The little pond is still there and just as green, if not more so, as ever. As we gazed at the pond, an interesting question was posed (I forget who thought of it. Tom??) How much money would it take for you to jump into that pond? There was some casual debate but no one seemed willing to do it for any amount. The only motivation was to save a grandchild or spouse. 
Around and in the pond. A little turtle and a tree made for climbing. There is a dragonfly on each of those two sticks by the edge of the water.
We had a nice stop in West Harbor.

Stonington is a favorite harbor of ours so that was the next stop for the three boats.
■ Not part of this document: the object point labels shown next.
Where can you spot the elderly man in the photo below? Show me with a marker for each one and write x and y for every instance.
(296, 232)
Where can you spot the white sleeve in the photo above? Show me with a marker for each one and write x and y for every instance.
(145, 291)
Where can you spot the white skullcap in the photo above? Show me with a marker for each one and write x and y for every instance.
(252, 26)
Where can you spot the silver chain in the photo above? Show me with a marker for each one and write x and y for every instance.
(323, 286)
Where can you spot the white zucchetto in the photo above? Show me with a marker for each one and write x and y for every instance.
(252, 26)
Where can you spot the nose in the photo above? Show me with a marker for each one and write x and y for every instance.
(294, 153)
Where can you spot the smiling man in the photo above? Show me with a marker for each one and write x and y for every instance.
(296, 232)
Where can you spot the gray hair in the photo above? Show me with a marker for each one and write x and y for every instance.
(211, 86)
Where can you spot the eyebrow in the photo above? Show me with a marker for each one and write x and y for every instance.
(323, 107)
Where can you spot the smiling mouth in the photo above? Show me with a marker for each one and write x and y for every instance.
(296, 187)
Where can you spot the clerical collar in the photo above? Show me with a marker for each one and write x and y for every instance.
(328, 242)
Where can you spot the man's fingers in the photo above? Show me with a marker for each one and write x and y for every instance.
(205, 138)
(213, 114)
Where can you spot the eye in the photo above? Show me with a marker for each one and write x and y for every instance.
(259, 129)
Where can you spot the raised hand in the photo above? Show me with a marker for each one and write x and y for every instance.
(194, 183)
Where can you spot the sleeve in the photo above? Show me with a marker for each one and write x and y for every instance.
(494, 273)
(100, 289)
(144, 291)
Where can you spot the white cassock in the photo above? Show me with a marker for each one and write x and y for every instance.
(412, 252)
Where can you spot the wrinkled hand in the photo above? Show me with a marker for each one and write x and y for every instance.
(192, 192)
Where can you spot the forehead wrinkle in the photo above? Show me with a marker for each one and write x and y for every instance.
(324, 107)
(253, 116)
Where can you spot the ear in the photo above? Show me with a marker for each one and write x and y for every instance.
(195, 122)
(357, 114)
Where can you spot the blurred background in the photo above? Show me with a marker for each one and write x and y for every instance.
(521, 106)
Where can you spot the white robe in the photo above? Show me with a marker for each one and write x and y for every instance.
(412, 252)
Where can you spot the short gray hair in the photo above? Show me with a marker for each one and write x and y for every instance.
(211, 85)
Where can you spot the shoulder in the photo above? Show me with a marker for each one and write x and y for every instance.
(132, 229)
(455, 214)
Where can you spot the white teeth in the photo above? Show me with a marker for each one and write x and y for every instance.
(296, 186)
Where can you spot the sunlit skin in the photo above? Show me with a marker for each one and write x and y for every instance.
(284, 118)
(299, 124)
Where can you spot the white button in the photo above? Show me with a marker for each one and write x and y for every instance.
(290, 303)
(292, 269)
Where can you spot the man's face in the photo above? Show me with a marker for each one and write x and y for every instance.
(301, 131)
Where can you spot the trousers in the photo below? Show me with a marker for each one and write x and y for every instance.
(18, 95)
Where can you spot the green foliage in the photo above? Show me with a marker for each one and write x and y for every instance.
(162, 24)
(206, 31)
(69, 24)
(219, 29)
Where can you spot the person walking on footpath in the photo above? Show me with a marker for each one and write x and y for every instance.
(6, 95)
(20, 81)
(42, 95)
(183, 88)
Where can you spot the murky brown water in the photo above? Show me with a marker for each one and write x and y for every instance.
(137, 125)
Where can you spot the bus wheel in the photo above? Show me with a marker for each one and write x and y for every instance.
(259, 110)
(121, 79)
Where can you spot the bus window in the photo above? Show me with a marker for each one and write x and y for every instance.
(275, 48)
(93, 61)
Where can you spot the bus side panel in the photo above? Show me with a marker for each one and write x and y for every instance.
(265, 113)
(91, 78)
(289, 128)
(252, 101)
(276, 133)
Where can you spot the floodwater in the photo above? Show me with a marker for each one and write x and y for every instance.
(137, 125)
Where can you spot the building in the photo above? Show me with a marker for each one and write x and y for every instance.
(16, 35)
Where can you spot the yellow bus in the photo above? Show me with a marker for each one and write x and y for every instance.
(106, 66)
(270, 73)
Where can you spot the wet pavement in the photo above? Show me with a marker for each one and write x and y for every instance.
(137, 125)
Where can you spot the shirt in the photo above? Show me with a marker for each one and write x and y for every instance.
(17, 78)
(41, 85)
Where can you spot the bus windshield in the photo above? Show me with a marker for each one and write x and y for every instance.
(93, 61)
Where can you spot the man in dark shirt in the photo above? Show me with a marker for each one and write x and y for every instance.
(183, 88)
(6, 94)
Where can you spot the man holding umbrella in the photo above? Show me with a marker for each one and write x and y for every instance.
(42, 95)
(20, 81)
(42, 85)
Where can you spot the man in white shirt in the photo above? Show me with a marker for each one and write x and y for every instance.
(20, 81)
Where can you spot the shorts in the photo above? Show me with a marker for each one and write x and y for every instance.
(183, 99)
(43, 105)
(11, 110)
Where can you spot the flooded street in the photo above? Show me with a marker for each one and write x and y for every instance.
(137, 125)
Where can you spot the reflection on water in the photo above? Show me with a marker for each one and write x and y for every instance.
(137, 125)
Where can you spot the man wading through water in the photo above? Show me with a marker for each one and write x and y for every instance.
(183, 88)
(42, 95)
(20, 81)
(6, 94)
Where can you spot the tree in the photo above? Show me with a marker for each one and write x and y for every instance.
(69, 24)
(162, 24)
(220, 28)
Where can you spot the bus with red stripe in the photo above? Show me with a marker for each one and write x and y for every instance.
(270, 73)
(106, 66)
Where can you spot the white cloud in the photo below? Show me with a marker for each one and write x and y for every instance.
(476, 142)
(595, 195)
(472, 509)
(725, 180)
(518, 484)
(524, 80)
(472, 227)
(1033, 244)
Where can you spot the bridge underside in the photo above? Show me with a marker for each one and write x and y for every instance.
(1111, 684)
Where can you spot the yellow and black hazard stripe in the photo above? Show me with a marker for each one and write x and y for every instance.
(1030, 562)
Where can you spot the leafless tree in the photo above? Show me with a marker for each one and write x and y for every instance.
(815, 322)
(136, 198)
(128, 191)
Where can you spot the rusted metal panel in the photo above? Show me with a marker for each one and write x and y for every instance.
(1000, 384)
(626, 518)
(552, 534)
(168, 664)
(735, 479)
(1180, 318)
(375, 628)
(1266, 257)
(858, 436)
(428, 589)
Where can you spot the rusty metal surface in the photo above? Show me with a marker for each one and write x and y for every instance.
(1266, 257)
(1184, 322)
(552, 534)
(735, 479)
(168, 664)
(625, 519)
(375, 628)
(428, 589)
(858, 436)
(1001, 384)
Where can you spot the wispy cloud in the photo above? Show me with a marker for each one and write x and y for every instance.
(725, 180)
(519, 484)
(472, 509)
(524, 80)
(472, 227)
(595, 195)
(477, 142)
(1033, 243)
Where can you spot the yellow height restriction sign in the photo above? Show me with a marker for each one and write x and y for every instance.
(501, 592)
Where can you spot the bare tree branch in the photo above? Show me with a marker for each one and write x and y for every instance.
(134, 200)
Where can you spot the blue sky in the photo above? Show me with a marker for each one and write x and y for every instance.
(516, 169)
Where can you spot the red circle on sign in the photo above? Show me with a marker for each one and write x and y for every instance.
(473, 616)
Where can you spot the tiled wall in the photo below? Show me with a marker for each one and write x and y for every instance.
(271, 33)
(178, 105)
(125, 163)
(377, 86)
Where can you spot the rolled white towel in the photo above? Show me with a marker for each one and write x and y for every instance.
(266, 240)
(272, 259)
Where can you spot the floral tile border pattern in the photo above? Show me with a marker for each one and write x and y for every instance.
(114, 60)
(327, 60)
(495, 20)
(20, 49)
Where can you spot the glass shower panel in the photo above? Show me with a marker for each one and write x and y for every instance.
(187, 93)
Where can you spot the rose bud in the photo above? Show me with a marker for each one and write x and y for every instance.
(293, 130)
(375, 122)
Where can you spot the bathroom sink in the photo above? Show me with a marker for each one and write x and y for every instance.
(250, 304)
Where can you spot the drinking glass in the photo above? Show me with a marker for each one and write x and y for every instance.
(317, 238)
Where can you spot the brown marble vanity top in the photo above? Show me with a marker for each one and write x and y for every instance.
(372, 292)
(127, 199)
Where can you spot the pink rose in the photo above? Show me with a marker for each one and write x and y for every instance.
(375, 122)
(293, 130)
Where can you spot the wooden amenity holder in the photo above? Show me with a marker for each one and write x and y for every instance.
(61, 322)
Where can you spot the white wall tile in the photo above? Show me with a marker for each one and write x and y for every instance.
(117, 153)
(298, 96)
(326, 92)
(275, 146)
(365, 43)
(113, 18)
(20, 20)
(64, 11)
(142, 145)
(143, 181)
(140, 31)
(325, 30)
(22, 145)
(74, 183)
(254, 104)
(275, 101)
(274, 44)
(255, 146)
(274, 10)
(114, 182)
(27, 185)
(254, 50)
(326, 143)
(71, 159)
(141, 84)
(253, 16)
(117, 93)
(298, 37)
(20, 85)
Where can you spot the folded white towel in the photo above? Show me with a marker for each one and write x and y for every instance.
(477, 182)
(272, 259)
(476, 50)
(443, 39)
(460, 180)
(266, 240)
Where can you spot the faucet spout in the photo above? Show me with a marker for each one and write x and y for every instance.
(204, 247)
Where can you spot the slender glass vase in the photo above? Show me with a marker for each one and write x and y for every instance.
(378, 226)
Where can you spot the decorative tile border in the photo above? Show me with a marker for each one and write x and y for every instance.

Kindred Spirit leads the way.
Stonington homes along the water.
All day long we could see these little sailboats, more in one place than I’ve ever seen. It was a “fun regatta” for the kids who had not qualified for the official one. Nice!
A walk around Stonington – Tom, Dorian, Don, me, and Al.
The Stonington Harbor Light is a historic lighthouse built in 1840 and located on the east side of Stonington Harbor in the Borough of Stonington, Connecticut. It is a well-preserved example of a mid-19th century stone lighthouse. The light was taken out of service in 1889 and now serves as a local history museum. We have never gone inside, but do appreciate it’s exterior.
Stonington has beautiful homes with stately doors.
This is the infamous “black house” in Stonington. When the owners wanted to put an addition on in 2000, the historical society and zoning commission stopped it because the house was next to the historic lighthouse. Unhappy with that decision, the owners painted the entire house black. The plaque by the front door states “THE BLACK HOUSE CIRCA 2001.” A googling of “black house Stonington, CT” leads to old news articles about the uproar. Curiously, it seems that the house is once again in the news for another renovation project…… It’s also curious that I could find no photos of the house during its black phase. We do remember walking past it back in the day!
We found ice cream at the “Borough Bodega & Scoopery.” Tasted good and their motto speaks to our souls – “Ice cream solves everything.”
Al’s clever attempt at swimming photo. Haha.
Our favorite place in Stonington is The DogWatch Cafe. A must do!
Dinner on the porch.
The Lobster BLT Boys! The only thing Al ever orders at DogWatch. And I only get the seared Ahi tuna.
OMG! They had to get ice cream AGAIN at the DogWatch. Erin did the scooping. 😳😉

Onto Napatree for a few days!

Just chilling in Napatree.
Stretched our legs with a walk out to the Coast Guard Station through this stately and very, very, very nice Watch Hill neighborhood.
Taylor Swift’s house on the hill.
One of the loveliest gardens in Watch Hill.
The beach side view of the Watch Hill bathhouses.
Back on the beach for a walk, the tree from 2 weeks earlier is still there, just sinking a bit lower into the sand.
Evening lights
The fiery colors of the setting sun.

In a very silly juvenile moment this “tribute” to the week ran through my head, to the tune of “Three Blind Mice” –

Three Dahl boats, three Dahl boats
See how they sail, see how they sail
Up and down Fishers Island Sound
West Harbor, Stonington Napatree
Did you ever see such a sight in your life as three Dahl boats?

What a great week it was. We do love our home cruising grounds but also enjoy sharing it with others. We said good-bye to Tom and Dorian, and “see ya later” to Don and Cindy.

  1. Ellen Seltzer

    i think it’s wonderful that you have a “community” of fellow boaters and that you meet up and share time together…what happens during the winter?